One of the strong arguments made in support of investing in Bitcoin is its correlation with the Stock-to-Flow model. Gold is one of the most liquid assets in the industry and its scarcity aspect improved its S2F ratio tremendously over time. Bitcoin adhered to most of gold’s characteristics as an asset, highlighting that it is 10x better than the precious metal.
In terms of factual data, Bitcoin has followed the S2F model almost consistently and over the past year, the deviations from the S2F projections have been few. However, the fact that Bitcoin’s market cap was only $190 billion at press time highlighted significant future potential. Gold’s market value is close to $8-1o trillion and considering the notion that Bitcoin is likely to follow the S2F model, this asset class may over the next decade easily reach the same market valuation.
Keeping in line with the current market, Bitcoin’s Fear and Greed Index recorded positive investor sentiment as well. At press time, the Index pictured a ‘greedy’ rating of 63, suggesting an inflow of traders. Such a scenario usually means holding back on sudden investment; alas, Bitcoin does not share the same properties as traditional assets.
In spite of being in existence for over a decade, Bitcoin remains a relatively new asset class. The digital asset is largely asymmetric, something that implies that it may not fall or dip significantly in the long-term. Short-term volatility is a thing of regularity for cryptocurrencies so, putting aside short-term dumps, Bitcoin checks all the right boxes from a long-term perspective.
The world’s largest cryptocurrency’s performance in 2019 did not disappoint either.
Bitcoin registered an overall growth of over 95 percent and outperformed the likes of Gold, S&P 500, and even U.S treasury bonds. Here, it is important to note that Bitcoin did undergo a 50 percent correction from its year-to-date high of $13,800, but the rise in valuation was still substantial. The crypto-asset did not depreciate as it did after the bull run of 2017, a time when the slump pulled its valuation down from $20,000 to $3000.

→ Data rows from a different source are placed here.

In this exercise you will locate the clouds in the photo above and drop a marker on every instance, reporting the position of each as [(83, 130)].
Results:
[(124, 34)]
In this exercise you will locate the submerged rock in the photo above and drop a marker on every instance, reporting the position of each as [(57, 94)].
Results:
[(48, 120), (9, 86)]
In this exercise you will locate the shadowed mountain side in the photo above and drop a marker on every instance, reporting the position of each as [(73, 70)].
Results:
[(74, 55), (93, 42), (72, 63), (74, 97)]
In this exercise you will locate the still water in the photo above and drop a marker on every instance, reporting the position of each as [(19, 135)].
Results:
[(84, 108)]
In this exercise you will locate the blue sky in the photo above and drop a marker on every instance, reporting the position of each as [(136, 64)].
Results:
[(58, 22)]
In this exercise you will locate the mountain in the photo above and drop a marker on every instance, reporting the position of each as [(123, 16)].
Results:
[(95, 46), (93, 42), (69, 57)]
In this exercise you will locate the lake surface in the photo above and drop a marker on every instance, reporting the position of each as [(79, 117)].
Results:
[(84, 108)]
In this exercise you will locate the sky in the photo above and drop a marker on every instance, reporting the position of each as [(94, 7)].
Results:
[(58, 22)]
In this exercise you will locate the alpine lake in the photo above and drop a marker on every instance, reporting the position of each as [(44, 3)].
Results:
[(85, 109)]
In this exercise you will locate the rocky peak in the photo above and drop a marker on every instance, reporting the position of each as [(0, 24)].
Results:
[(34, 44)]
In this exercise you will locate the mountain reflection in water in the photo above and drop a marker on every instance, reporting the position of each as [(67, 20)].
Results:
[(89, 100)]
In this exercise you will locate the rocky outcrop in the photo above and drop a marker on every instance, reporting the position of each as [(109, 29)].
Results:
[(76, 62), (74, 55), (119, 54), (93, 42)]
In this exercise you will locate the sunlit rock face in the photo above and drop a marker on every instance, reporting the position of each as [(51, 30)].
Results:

The major difference between the bull run of 2017 and the present rally is market maturity and the circulation of coins. From a total of 21 million BTC, 18.2 million BTCS have already been minted. Moreover, three years ago, institutional adoption and constructive knowledge of Bitcoin was still lacking in the space, something that clouded people’s understanding of Bitcoin.
At press time, the financial industry and mainstream media are far more aware of the digital asset. In fact, regulatory agencies around the world are now taking Bitcoin’s position in the market seriously, with discussions on the regulation of digital assets common. The World Economic Forum in Davos announcing a consortium on the regulation of crypto-assets and stablecoins is evidence of the same.
While market critics around the crypto-space still believe that Bitcoin would eventually drop down to 0, market sentiment, past performance, and overall functionality of the crypto-asset disprove this argument.
The next few years should be better for Bitcoin in terms of valuation and adoption. However, it is important to note that risk remains a part and parcel of any asset in the industry. In fact, this is a sentiment shared by the Founder of Quantum Economics, Mati Greenspan as well who told AMBCrypto,
“There are many reasons to be bullish on Bitcoin at the moment, but we do need to bear in mind that as an emerging asset it is extremely risky. Investors should always take proper precautions and diversify their holdings and never invest more than they can afford to lose.”
Greenspan’s advice holds true but maybe, in order to accrue long-term profits from Bitcoin, a little leap of faith comes across as a necessity.